A. Lenardic, A. M. Jellinek, B. Foley, C. O’Neill, and W. B. Moore
Abstract Interactions among tectonics, volcanism, and surface weathering are critical to the long-term
climatic state of a terrestrial planet. Volcanism cycles greenhouse gasses into the atmosphere. Tectonics
creates weatherable topography, and weathering reactions draw greenhouse gasses out of the atmosphere.

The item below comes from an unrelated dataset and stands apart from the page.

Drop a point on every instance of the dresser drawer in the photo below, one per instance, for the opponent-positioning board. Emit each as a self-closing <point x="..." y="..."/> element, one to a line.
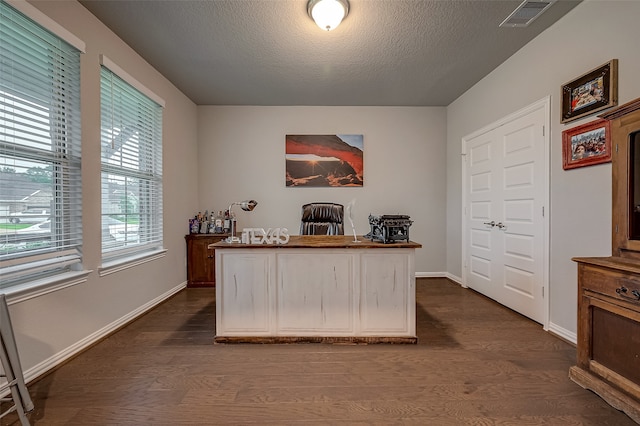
<point x="616" y="284"/>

Weathering depends on physical processes governed partly by surface temperature, which allows for the
potential that climate-tectonic coupling can buffer the surface conditions of a planet in a manner that allows
liquid water to exist over extended timescales (a condition that allows a planet to be habitable by life as we
know it). We discuss modeling efforts to explore the level to which climate-tectonic coupling can or cannot
regulate the surface temperature of a planet over geologic time. Thematically, we focus on how coupled
climate-tectonic systems respond to the following: (1) changes in the mean pace of tectonics and associated
variations in mantle melting and volcanism, (2) large-amplitude fluctuations about mean properties such as
mantle temperature and surface plate velocities, and (3) changes in tectonic mode.We consider models that
map the conditions under which plate tectonics can or cannot provide climate buffering as well as models
that explore the potential that alternate tectonic modes can provide a level of climate buffering that allows
liquid water to be present at a planet’s surface over geological timescales. We also discuss the possibility
that changes in the long-term climate state of a planet can feedback into the coupled system and initiate
changes in tectonic mode.

Lenardic, A., M. Jellinek, B. Foley, C. O’Neill, and W. B. Moore (2016),
Climate-tectonic coupling: Variations in the mean, variations about the mean, and variations in mode, J. Geophys. Res. Planets, 121, doi:10.1002/2016JE005089.